At the plenary session, discussant for this abstract Chiara Cremolini, MD, PhD, professor of medical oncology, Pisa (Italy) University Hospital, commented that “location matters” when it comes to mCRC tumors.
Dr. Cremolini pointed out that the separation of the survival curves at 28 months suggests that the 40% of patients with left-sided tumors who survived only up until that time point receive an equal benefit from panitumumab and bevacizumab.
In contrast, the remainder who survived for longer showed better outcomes with panitumumab.
Overall, she said, in her opinion and based on the findings from other studies, the current results support the use of panitumumab plus mFOLFOX6 as first-line therapy in patients with microsatellite stable RAS wild-type and with BRAF wild-type left-sided mCRC.
Dr. Cremolini emphasized that patients should be warned that, if they opt for doublet chemotherapy plus bevacizumab, they could face a median 3.6-month loss in overall survival, as well as poorer treatment activity.
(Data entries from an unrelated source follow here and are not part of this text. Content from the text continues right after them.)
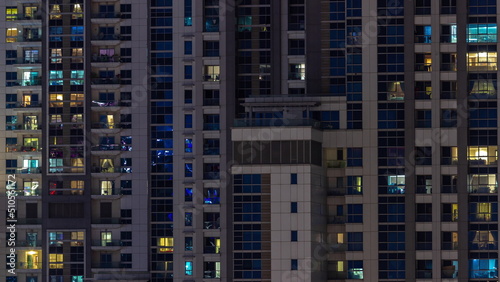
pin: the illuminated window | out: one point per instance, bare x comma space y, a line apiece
77, 52
55, 261
481, 33
188, 266
11, 35
77, 10
482, 183
11, 13
167, 243
482, 155
482, 61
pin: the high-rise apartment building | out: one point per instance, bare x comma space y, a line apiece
249, 140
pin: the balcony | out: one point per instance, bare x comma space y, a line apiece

However, patients with high microsatellite instability should receive immunotherapy up front, she added, while those with BRAF mutations should be given FOLFOX upfront plus bevacizumab, followed by encorafenib plus cetuximab in the case of progression.
Dr. Cremolini ended by noting that there has, as yet, been no prospective comparison of doublet chemotherapy plus an anti-EGFR antibody with triplet chemotherapy plus bevacizumab in this population.
The study was funded by Takeda. Dr. Yoshino has reported relationships with Bayer Yakuhin, Chugai Pharmaceutical, Merck, and MSD. Dr. Eng has reported relationships with Bayer Health, Gilead/Forty Seven, GlaxoSmithKline, Hookipa Biotech, Mirati Therapeutics, Natera, Pfizer, Elevar, Fruquitinib, Merck, and Pfizer.
A version of this article first appeared on Medscape.com.